Appartment scraper Argentina
- Ingest the data into the database through an airflow DAG.
- Add more webpages.
- Paralelize the process (1 thread per page).
- Create a process to match properties between different web pages and detect which is the best option if there is any.
- Create an API with auth to return the data required.
- Create ci/cd process.
- Migrate all the process to a cloud provider.
- Small analysis and dashboard.
Execute the following lines
mkdir -p ./dags ./logs ./plugins
echo -e "AIRFLOW_UID=$(id -u)" > .env
docker-compose up airflow-init
To start the development environment execute:
docker-compose up
In other terminal you can look which containers are running executing:
docker ps
This will initialize the main folders, create the .env file with config parameters and initiate airflow environment and username.

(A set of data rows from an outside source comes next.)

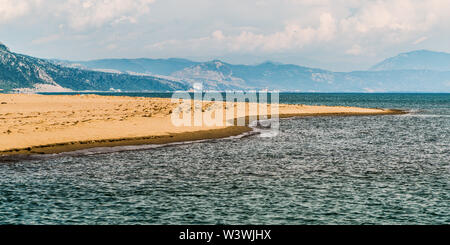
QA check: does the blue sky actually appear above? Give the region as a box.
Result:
[1,0,450,71]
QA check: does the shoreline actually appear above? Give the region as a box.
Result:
[0,126,252,156]
[0,94,407,157]
[0,110,406,157]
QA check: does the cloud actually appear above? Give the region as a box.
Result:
[145,0,450,56]
[211,30,225,41]
[229,12,336,51]
[150,12,336,53]
[345,44,363,55]
[0,0,155,29]
[137,0,450,71]
[31,34,62,45]
[4,0,450,71]
[59,0,155,30]
[413,36,428,45]
[0,0,40,23]
[31,33,90,47]
[339,0,439,34]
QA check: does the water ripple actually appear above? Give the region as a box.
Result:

Default: user airflow password airflow
In case you want to revert the changes, you have to run:
docker-compose down --volumes --remove-orphans
rm -rf ./dags ./logs ./plugins
docker exec -it containername /bin/bash airflow users create --username name --firstname name --lastname name --role role --email email Then type the password
To create a DAG insert it into 'dags' folder
There are two options to test a DAG:
- Go to the UI (localhost:8080) and execute it there
- Search for the docker-container ID and write docker exec <container_id> bash. Then execute DAGs from command line.